Twice the Kudos for Shadow's Son

A joint review of Jon Sprunk's Shadow's Son on Fantasy Book Critic heaps double the praise on this debut fantasy.

Cindy says: “Shadow's Son is attention grabbing,  fast paced, and an overall stand out fantasy novel…Shadow's Son takes fantasy to it's original roots with a great storyline, quick paced plot flow, some  really great fight scenes and enjoyable characters…Jon Sprunk shows that not  all fantasy novels need to be doorstoppers to be good. Shadow's Son is easily one of my favorite books of 2010 and I  look forward to seeing what Sprunk can add to this trilogy.”

Liviu says: “The first lines of the novel should give you a clear taste of its style  since for me they were the kind that get and keep me reading without being able to put the book down unless I really must. And Shadow's Son continues in this  addictive way till the end without letting the pace slack even for a  moment… An A+ for the style and the series became another get/read asap, confirming for once the "good vibes" I had from the  original announcement.”

But if you want to see for yourself, our friends at are kindly hosting an excerpt from the first chapter.


Three New Lou Interviews for You (Say That FIve Times Fast)

What are the chances of three interviews going live on the same day?

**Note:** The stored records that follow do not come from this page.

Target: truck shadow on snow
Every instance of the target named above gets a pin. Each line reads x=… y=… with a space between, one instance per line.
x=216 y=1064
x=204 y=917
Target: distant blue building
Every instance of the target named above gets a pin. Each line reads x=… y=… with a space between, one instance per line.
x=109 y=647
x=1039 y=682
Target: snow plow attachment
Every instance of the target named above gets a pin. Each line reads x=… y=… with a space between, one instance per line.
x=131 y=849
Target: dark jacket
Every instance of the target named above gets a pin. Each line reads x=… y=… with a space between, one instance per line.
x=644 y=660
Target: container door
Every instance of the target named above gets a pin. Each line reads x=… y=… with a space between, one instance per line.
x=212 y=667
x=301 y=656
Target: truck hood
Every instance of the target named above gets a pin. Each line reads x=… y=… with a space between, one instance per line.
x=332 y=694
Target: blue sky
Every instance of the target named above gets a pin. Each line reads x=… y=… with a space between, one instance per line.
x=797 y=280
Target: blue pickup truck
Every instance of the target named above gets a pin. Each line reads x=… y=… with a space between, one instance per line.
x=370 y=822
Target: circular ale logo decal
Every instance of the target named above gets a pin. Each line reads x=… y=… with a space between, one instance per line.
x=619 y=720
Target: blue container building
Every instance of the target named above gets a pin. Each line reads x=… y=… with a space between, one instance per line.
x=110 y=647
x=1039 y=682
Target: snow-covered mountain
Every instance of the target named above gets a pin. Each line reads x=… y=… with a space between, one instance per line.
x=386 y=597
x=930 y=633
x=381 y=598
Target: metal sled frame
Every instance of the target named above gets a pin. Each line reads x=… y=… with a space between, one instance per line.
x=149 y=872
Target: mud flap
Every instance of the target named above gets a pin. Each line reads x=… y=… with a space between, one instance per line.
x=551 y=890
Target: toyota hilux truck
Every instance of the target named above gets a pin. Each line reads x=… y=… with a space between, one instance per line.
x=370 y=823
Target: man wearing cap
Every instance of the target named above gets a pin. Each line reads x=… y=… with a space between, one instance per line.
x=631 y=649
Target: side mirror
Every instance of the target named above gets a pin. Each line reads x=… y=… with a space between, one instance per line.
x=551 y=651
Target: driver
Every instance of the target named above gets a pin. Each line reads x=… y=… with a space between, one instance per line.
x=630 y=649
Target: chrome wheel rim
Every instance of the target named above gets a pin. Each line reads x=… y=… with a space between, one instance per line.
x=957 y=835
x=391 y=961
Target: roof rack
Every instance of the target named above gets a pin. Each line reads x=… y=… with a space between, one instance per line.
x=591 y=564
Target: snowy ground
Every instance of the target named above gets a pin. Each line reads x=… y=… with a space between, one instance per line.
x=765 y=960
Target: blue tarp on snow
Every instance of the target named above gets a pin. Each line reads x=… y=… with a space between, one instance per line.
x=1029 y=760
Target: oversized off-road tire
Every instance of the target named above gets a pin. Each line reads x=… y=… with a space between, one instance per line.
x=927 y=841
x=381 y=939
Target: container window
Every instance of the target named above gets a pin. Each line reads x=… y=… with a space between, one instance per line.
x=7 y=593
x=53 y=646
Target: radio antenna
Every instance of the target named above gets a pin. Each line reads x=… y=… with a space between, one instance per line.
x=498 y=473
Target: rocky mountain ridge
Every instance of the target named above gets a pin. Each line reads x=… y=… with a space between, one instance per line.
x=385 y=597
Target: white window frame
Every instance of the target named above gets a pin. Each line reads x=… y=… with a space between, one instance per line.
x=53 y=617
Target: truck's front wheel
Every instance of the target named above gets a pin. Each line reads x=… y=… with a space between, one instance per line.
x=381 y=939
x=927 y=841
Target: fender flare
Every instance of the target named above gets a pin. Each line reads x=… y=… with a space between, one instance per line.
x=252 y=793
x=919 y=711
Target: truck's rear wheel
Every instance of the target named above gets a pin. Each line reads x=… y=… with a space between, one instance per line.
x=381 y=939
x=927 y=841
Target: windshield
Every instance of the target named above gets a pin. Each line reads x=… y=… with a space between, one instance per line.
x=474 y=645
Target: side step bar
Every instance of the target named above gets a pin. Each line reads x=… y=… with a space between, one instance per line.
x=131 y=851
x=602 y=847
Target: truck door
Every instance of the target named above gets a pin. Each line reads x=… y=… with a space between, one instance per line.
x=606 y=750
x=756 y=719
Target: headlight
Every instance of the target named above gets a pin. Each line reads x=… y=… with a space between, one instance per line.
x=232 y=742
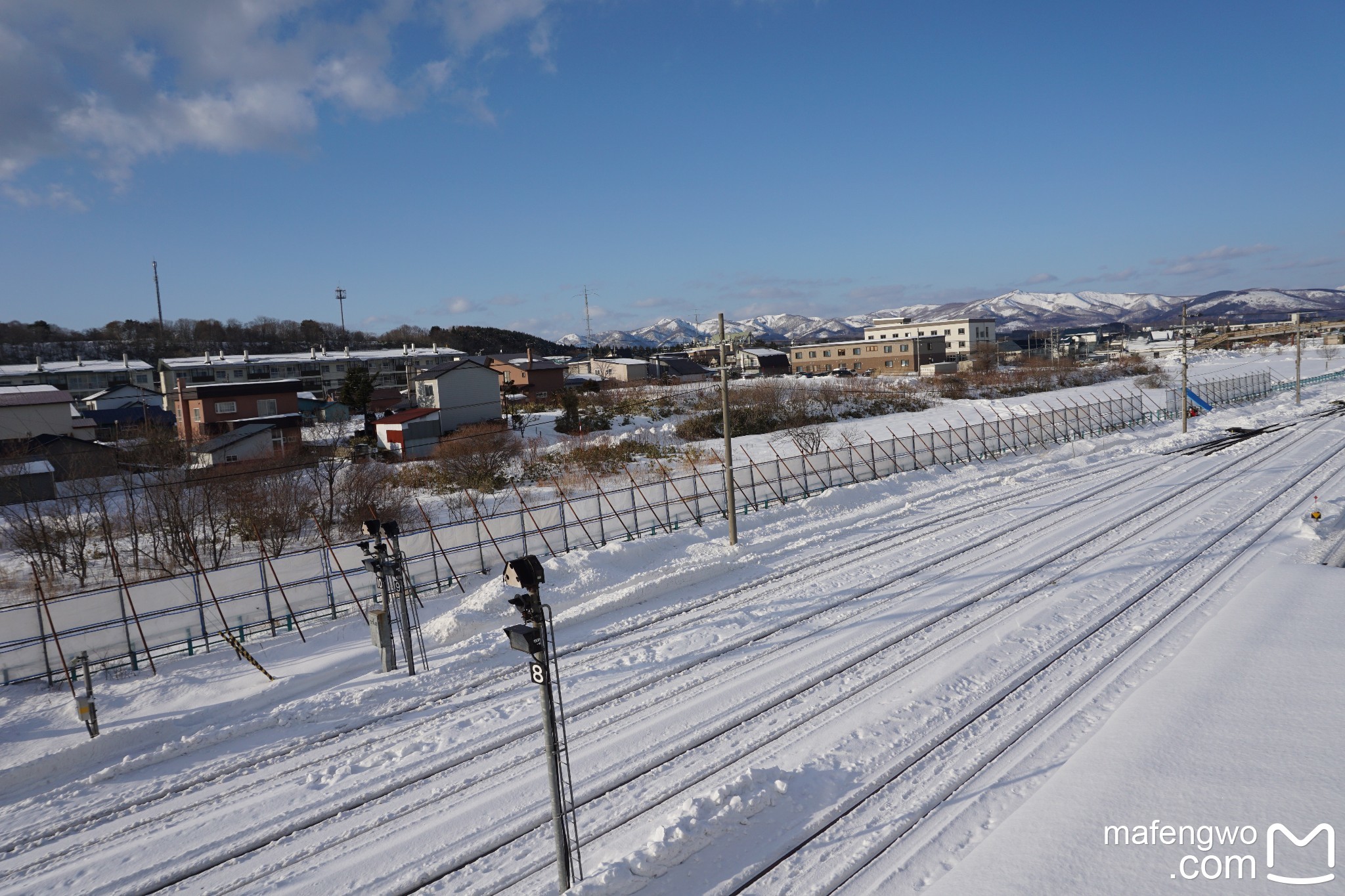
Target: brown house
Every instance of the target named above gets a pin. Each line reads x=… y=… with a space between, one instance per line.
x=536 y=378
x=899 y=358
x=211 y=410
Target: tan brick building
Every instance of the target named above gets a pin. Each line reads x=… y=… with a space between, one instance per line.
x=894 y=358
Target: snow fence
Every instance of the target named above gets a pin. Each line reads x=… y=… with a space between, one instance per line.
x=186 y=613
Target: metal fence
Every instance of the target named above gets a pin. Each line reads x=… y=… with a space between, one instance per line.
x=187 y=613
x=1231 y=390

This morning, I'm the guest on the wonderful Dragon Page Cover to Cover podcast, episode #410a. They say,  "Lou talks about how the iPad has shifted his reading preferences recently, and despite his deep and continuing love for physical books themselves, he can see where his future book buying may go the way his music buying went after iTunes became more widely used.Technology is changing the publishing game, and the guys talk about easy it’s becoming to be lured away from the book to the many electronic readers out there; about whether to use enhanced content for ebooks to encourage sales, the importance of having a quality story, and much more. Lou also walks through what happens on the path from manuscript to shelf: from the acquisition process, the editing process, the cover art process, and the book design process." This is my second appearance on the Dragon Page. I'm a big fan of the show and always have fun talking with Mike & Mike. You can listen with the direct link on the page itself, download, or get via iTunes.

Meanwhile, a brand-new, online magazine launches today, Redstone Science Fiction, from editor Michael Ray. Redstone is an online magazine that publishes "primarily science fiction short stories" and pays SFWA pro rates. Their first issue features "Raising Tom Chambers" by Daniel Powell and flash fiction story "Freefall" by Peter Roberts. There are also three interviews, one with  cover artist Kittyhawk, a popular webcomic artist, one with Joel Hardy, an engineer who works with scientific research on the International Space Station, and one with Yours Truly (conducted by author David Alastair Hayden). Check it out and give them your love.

Finally, I'm interviewed on The Mad Hatter's Bookshelf and Book Review as well. We talk about steampunk, anthologies, the submission process, my own writing, and, yes, hats.